Minhas palavras se perderam no tapete.

— Espere aı́— disse a Mamãe. — Acabo de pensar que talvez ele ponha você no chão, umas duas vezes, para abrir portas. — ela me pousou, primeiro pela cabeça.

— Ai.

— Mas você não vai fazer nenhum som, não é?

— Desculpa. – o tapete estava no meu rosto, dando coceira no meu nariz, mas eu não conseguia levar a mão até lá.

— Ele vai deixar você cair na traseira da picape, assim.

Ela me soltou, catapimba, e mordi a boca para não gritar.

— Fique dura, dura, dura feito um robô, haja o que houver, está bem?

— Tá.

— Porque, se você amolecer ou fizer um único som, Nessie, se fizer qualquer dessas coisas sem querer, ele saberá que na verdade você está viva, e vai ficar com tanta raiva que...

— O quê? — esperei. — Mamãe... O que ele vai fazer?
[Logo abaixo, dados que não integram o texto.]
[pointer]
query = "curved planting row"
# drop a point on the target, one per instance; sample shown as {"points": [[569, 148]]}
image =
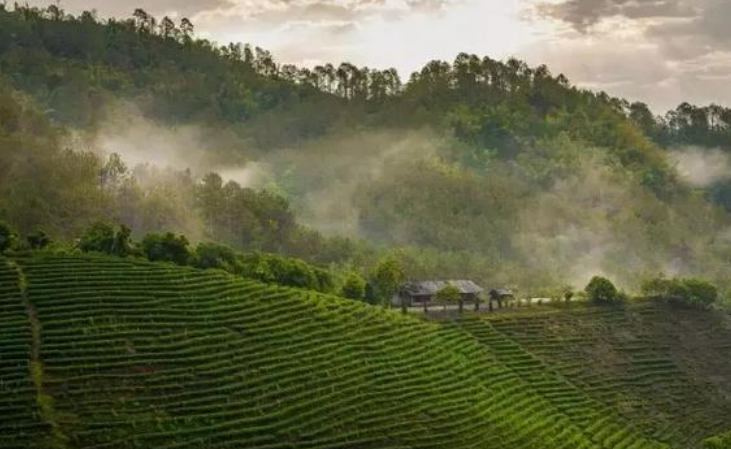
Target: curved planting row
{"points": [[664, 370], [140, 355], [20, 422]]}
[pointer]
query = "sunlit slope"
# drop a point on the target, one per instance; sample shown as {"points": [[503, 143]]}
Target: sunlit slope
{"points": [[665, 370], [139, 355]]}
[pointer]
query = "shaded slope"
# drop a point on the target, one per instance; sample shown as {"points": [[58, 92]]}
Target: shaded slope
{"points": [[21, 425], [145, 355], [665, 370]]}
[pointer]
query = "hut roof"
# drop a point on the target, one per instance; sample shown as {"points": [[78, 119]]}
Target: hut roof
{"points": [[427, 288], [501, 292]]}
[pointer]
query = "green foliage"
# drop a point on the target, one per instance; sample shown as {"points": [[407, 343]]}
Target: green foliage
{"points": [[354, 287], [291, 345], [689, 291], [100, 237], [6, 236], [449, 294], [387, 278], [602, 291], [507, 154], [166, 247], [212, 255], [38, 240], [722, 441]]}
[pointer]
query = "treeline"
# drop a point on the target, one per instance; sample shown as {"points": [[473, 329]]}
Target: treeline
{"points": [[495, 171], [104, 238]]}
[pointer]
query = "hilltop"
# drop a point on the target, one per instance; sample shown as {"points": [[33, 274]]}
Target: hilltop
{"points": [[475, 168], [132, 354]]}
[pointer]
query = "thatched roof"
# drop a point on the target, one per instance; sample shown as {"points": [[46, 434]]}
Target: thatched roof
{"points": [[430, 288], [500, 292]]}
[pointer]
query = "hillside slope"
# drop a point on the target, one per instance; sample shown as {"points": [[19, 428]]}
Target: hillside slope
{"points": [[133, 354], [663, 369]]}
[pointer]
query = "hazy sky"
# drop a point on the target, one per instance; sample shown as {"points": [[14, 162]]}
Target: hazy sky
{"points": [[659, 51]]}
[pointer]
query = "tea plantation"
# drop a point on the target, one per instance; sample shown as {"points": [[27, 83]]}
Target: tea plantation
{"points": [[115, 353]]}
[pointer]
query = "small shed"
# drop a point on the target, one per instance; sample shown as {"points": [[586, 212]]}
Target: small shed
{"points": [[500, 295], [421, 293]]}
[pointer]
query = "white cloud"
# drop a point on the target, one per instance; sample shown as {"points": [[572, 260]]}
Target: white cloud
{"points": [[662, 52]]}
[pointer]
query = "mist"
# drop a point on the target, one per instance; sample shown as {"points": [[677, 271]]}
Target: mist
{"points": [[701, 167], [349, 183]]}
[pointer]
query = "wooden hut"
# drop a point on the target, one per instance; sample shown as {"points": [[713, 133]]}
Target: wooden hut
{"points": [[423, 293]]}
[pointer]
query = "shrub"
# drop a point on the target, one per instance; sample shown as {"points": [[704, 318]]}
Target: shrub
{"points": [[354, 287], [601, 290], [212, 255], [98, 238], [694, 292], [702, 293], [104, 238], [166, 247], [387, 278], [6, 236], [38, 240], [325, 281]]}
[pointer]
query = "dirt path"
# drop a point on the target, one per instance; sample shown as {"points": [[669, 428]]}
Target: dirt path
{"points": [[44, 399]]}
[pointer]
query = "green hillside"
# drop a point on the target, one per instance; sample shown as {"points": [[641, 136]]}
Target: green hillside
{"points": [[130, 354]]}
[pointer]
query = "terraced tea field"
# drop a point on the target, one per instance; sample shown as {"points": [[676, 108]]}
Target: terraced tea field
{"points": [[114, 353]]}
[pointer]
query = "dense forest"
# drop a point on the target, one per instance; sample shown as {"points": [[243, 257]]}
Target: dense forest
{"points": [[478, 168]]}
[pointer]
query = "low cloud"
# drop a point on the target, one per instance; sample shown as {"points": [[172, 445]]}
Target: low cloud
{"points": [[701, 167]]}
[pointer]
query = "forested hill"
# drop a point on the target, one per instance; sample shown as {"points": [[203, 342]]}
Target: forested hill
{"points": [[478, 168], [130, 354]]}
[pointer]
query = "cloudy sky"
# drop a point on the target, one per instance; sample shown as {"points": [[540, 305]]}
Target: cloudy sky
{"points": [[659, 51]]}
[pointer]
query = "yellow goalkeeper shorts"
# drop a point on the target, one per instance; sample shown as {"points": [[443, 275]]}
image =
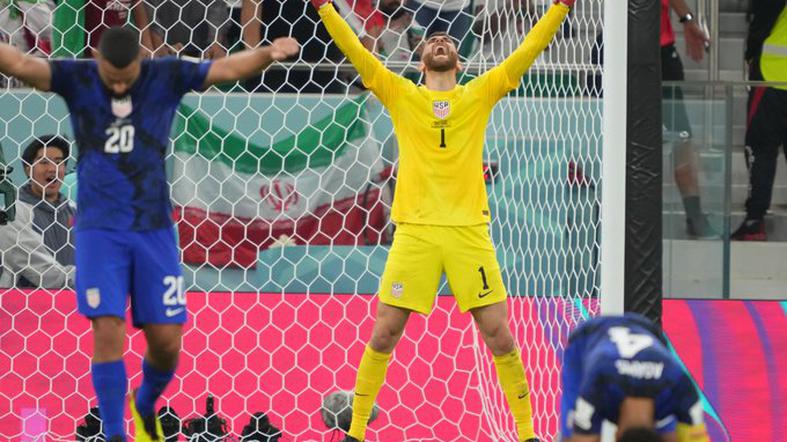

— Não se preocupe, ele vai acreditar que você morreu... – como é que ela sabe com certeza? — Depois, ele vai entrar na frente da picape e começar a dirigir...

— Para onde?

— Ah, para fora da cidade, provavelmente, para algum lugar onde não haja ninguém que o veja cavando um buraco, como uma floresta ou coisa assim. Mas o importante é que, logo que o motor der partida, e a sensação vai ser de uma coisa alta, zumbindo e chacoalhando, assim — ela encheu as bochechas de ar, encostou a boca no tapete e soprou com força, fazendo um barulhão, em geral essas sopradas me fazem rir, mas não nessa hora — Esse será́ o sinal para você começar a se soltar do tapete. Vamos tentar? – eu me retorci, mas não deu, estava apertado demais.

— Estou presa, estou presa, mamãe.

Ela me desenrolou na mesma hora. Respirei uma porção de ar.

 — Tudo bem?

— Tudo. - ela sorriu para mim, mas foi um sorriso esquisito, como se estivesse fingindo. Depois tornou a me enrolar, um pouco mais frouxo.

— Continua espremida... Desculpe, não achei que ele seria tão duro. Espere aí... — a mamãe me desenrolou de novo. — Experimente cruzar os braços com os cotovelos um pouquinho para fora, para criar algum espaço. — Dessa vez, depois que ela me enrolou de braços cruzados, consegui esticar os dois por cima da cabeça e balancei os dedos fora da ponta do tapete. — Ótimo. Agora, tente se remexer para sair, como se fosse um túnel.

— Está muito apertado... Não sei como o conde conseguiu, quando estava se afogando... Deixa-me sair.

— Espere um minuto.

— Deixa eu sair já!

— Se você entrar em pânico — disse a mamãe — O nosso plano não vai funcionar.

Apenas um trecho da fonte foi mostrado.